Fresno State seeks honor for Japanese-American internees

Dozens of Japanese-American students forced to abandon Fresno State for World War II internment camps may soon receive honorary degrees.

The California State University Board of Trustees, prompted partly by state legislation, will consider the degree program this week at a meeting in Long Beach.

But officials already are looking for candidates, including nearly 80 students once enrolled at Fresno State.

CSU likely will join a long-running movement in education to honor a lost generation of Japanese-American students. High schools across the state have awarded diplomas, and the University of California announced an honorary degree program in July.

UC officials describe it as one way to address an historical tragedy that forced about 120,000 people of Japanese ancestry into internment camps.

In February 1942, President Franklin D. Roosevelt signed an executive order allowing the military to round up Japanese-Americans on the West Coast and imprison them in camps that included barbed wire and armed guards.

The move came in the wake of the bombing of Pearl Harbor in December 1941. Locally, two assembly centers — one at the fairground, the other in Pinedale — were set up to hold Japanese-Americans before they were sent to internment camps.

UC and CSU officials say many college students of that era may have never returned to earn degrees.

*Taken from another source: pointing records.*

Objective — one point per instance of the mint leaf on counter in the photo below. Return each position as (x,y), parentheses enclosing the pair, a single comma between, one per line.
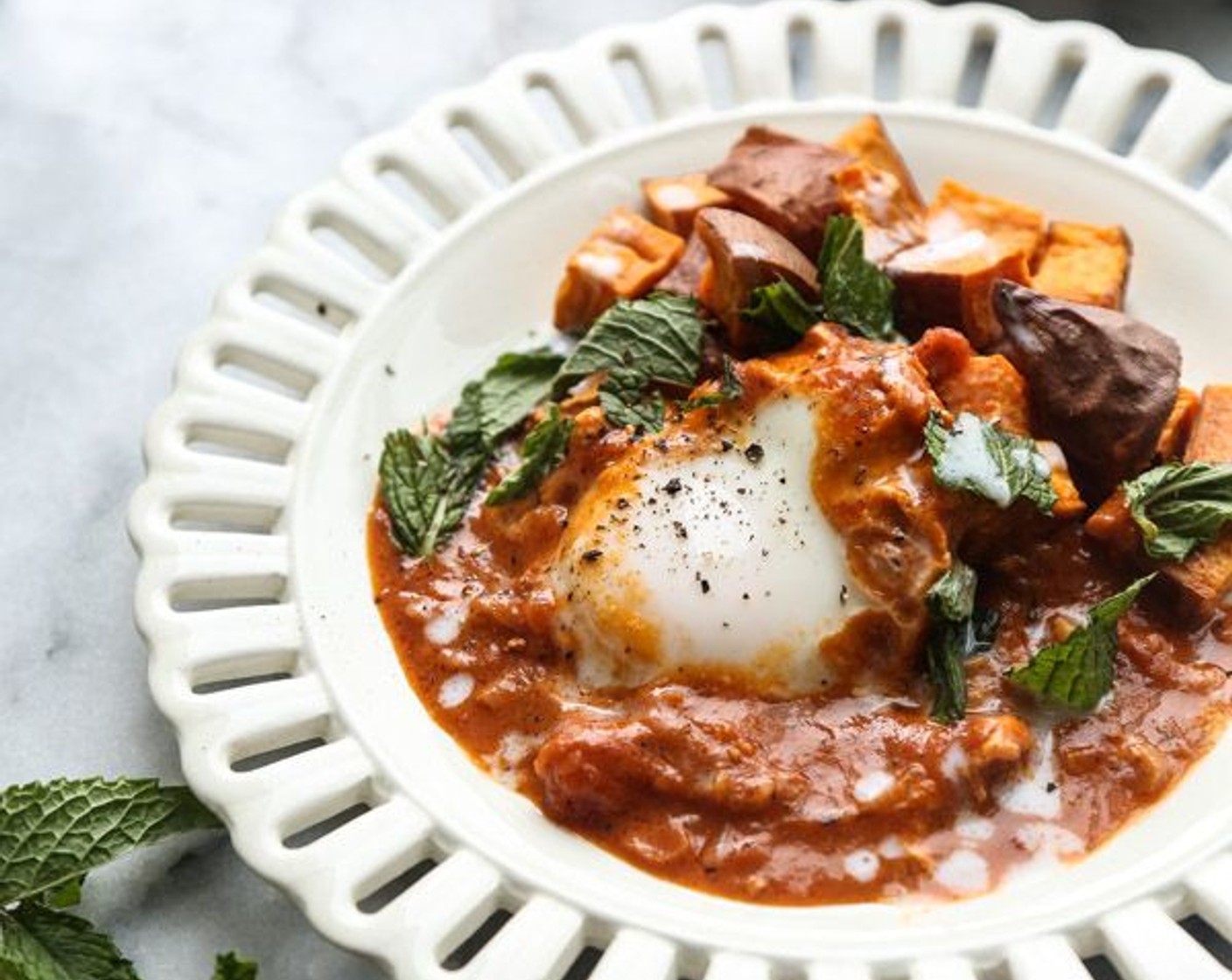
(234,967)
(658,337)
(1080,671)
(854,291)
(52,834)
(982,458)
(542,452)
(779,308)
(39,943)
(1180,506)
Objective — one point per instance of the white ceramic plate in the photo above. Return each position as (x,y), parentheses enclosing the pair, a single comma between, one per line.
(437,247)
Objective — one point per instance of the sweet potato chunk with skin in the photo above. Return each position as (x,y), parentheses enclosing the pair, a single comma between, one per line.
(621,259)
(948,284)
(746,254)
(674,202)
(1175,430)
(1084,262)
(685,275)
(878,190)
(990,388)
(785,183)
(971,241)
(957,210)
(986,386)
(1102,383)
(1205,578)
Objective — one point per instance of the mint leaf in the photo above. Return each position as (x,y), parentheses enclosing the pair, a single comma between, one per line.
(428,481)
(959,633)
(953,596)
(1080,669)
(730,389)
(53,832)
(38,943)
(854,291)
(626,401)
(507,394)
(779,308)
(234,967)
(658,337)
(64,896)
(542,452)
(425,492)
(982,458)
(1180,506)
(950,646)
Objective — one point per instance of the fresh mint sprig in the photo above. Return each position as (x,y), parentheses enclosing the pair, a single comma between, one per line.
(52,835)
(1180,506)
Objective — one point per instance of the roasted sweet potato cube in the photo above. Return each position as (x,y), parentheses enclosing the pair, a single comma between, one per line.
(685,275)
(992,388)
(948,284)
(986,386)
(746,254)
(957,210)
(1102,383)
(878,190)
(1175,430)
(1084,262)
(621,259)
(1211,437)
(785,183)
(674,202)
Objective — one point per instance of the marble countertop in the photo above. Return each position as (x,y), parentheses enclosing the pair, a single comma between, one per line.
(147,145)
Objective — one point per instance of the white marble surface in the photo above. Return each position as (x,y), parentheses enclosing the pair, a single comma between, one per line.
(144,147)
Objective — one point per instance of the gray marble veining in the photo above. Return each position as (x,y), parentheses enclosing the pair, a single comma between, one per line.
(144,147)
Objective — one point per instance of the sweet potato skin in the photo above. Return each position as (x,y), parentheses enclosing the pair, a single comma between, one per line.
(685,275)
(621,259)
(880,192)
(948,284)
(972,241)
(1102,383)
(674,202)
(746,254)
(1084,262)
(784,183)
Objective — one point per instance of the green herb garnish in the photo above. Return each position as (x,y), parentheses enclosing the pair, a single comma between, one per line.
(1180,506)
(658,337)
(982,458)
(959,633)
(626,401)
(1078,671)
(542,452)
(779,308)
(730,389)
(428,481)
(854,291)
(426,490)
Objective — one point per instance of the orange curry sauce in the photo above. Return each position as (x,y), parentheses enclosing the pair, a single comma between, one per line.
(850,793)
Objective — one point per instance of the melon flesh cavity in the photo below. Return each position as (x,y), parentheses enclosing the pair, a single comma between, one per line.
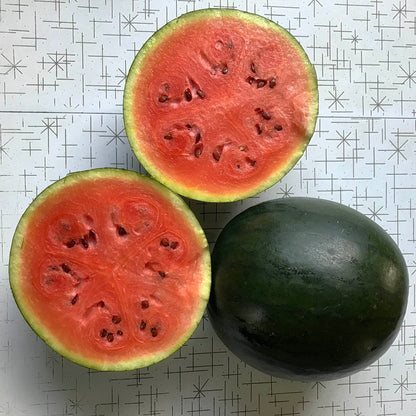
(220,104)
(111,269)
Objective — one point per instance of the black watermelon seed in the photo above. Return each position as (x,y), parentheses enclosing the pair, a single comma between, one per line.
(266,115)
(91,236)
(198,151)
(216,155)
(164,242)
(71,243)
(261,83)
(188,95)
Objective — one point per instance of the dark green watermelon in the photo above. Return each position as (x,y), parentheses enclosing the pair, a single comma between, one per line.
(305,288)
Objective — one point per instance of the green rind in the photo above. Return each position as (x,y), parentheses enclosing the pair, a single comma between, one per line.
(307,289)
(138,66)
(30,316)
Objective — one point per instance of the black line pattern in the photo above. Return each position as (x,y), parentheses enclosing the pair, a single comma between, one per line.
(63,64)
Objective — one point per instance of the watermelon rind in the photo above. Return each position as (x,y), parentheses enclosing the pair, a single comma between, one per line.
(134,131)
(16,261)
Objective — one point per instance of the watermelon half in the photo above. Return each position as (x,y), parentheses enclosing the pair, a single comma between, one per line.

Bill Secrest Jr., local history librarian at the Fresno County public library, is heading the Fresno State research effort that began earlier this month. Official university records no longer exist, he said, but student directories have yielded 78 names.

Over the decades, students have relocated, changed names through marriage and died. He said it will take a few months to comb through census records, newspaper obituaries and other sources.

"We are just now starting to work on this data to find the students who might still be around," Secrest said.